Would it be possible to embed like... 1 gig or at least the max amount to hold 1 entire game (the largest game)?

That way... the Neo CD could load the entire game to memory... and then play out of memory while playing the music from the cd?

I know some code would have to be written and put on the chips so that it would actually load the entire game.

But is this possile?  Or just wasted effort?

†B†V† :hat
 
I wish I knew. It would seem that in theory..at least..its possible. I'm in the same boat as you though..I'm not that techy myself.

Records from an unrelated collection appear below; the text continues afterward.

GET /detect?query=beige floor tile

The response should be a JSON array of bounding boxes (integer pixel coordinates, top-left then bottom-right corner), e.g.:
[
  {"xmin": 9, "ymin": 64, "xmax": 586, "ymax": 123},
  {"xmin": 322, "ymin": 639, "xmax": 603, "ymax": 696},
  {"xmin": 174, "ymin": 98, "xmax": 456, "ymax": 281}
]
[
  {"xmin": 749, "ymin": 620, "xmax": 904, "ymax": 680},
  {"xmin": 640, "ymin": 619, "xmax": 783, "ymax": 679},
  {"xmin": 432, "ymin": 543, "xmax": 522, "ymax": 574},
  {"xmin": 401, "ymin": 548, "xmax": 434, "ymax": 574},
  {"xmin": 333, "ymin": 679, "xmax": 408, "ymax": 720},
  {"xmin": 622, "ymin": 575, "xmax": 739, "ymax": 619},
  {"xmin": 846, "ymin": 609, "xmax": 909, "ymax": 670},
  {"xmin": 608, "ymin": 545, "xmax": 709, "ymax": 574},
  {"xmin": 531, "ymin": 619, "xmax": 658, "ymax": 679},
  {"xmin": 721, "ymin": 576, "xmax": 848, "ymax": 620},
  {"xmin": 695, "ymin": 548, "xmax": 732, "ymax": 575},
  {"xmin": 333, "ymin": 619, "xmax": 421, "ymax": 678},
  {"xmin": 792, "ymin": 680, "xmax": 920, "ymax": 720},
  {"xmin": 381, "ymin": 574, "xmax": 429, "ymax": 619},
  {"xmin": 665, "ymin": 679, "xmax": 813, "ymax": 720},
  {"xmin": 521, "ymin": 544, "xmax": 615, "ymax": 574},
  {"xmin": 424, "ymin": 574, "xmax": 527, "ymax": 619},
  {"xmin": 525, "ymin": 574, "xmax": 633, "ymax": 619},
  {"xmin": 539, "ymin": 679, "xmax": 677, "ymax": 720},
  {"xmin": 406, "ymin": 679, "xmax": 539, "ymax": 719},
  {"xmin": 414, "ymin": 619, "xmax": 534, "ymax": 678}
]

I have no idea why no one has tried modifying a NGCD..I guess that theres just not much interest in it..and thats lame really.
 
Dr_Ackula said:
I wish I knew. It would seem that in theory..at least..its possible. I'm in the same boat as you though..I'm not that techy myself.

I have no idea why no one has tried modifying a NGCD..I guess that theres just not much interest in it..and thats lame really.

I don't know... its that whole AES is 1337 argument.

I own all 3 systems (cd/mvs/aes) and the one that gets the most play is the CD.... at least for me.

†B†V† :hat
 
technikly all is possible (put more ram, change the CD by a 8X etc.)

the principal probleme is the bios of the Neo Geo CD ..., it s probable than this one don't know the modification
 
Sadly, this would be near impossible to do. I have never seen a NeoCD motherboard, but I'd bet there is no room for any expansion. So what you would have to do is find the RAM chips and get their part numbers. From there you look up the specs to find the pin outs, and use them to find other ram chips that have the same design with higher capacity. Once you have those, you would desolder the old ram from the motherboard, and put the new chips on there. Then you run into the problem kuk mentioned with the BIOS. The system was designed with a specific amount of ram in mind, so the BIOS will refuse to see anything more unless there the old one is patched or a new one is made. Even after all that, you still won't have any improvement to the games. Every game SNK released is just like the BIOS, in that they are made for a certain amount of RAM. They are all programmed to get their data from the original locations, so instead of loading more at once, they will just fill the same locations and when time for new data comes, load more from the cd drive.

Unless you did heavy editing to any existing CD games, the only thing more RAM could really help is MVS/AES to CD conversions. Considering the age of the system, even if you could find replacement ram, I'd doubt it would go high enough to convert the huge games like MS3 or KOF2k2.

Once all the cost and time is factored in, plus the chance of killing your NeoCD to get it to work. You are probably better off just getting an MVS and the games you want for it.
 
I know absolutely nothing about this tech porblems, but I noticed that when I put my NGCD games on my PC's 48x drive and use an emulator, the game load as fast as a 48x drive can allow, and load times are virtually gone... can this mean that a faster drive on a NGCD could improve load times?
 
Rainman said:
I know absolutely nothing about this tech porblems, but I noticed that when I put my NGCD games on my PC's 48x drive and use an emulator, the game load as fast as a 48x drive can allow, and load times are virtually gone... can this mean that a faster drive on a NGCD could improve load times?

Yep. A faster CD Drive would help loading out alot. Even a drive as simple as 8x could fill all the NeoCD's memory in 7 or 8 seconds. Finding a replacement would be a big problem though, as SNK probably used a drive with a custom interface.
 
Actually a faster CD would cause problems. The hardware is probably limited to how fast it can move data over it's bus.

As far as memory goes, it would require a BIOS change, at the least. That's assuming the memory is actually visible (in some fashion) to the 68000. If not, the hardware would have to be modified.

And, then there's the problem of how each of block of memory is mapped. Each bank of memory would have to be stored sequencially in the available ram, so there's no way to increase the program bank without overwriting the next bank (for example).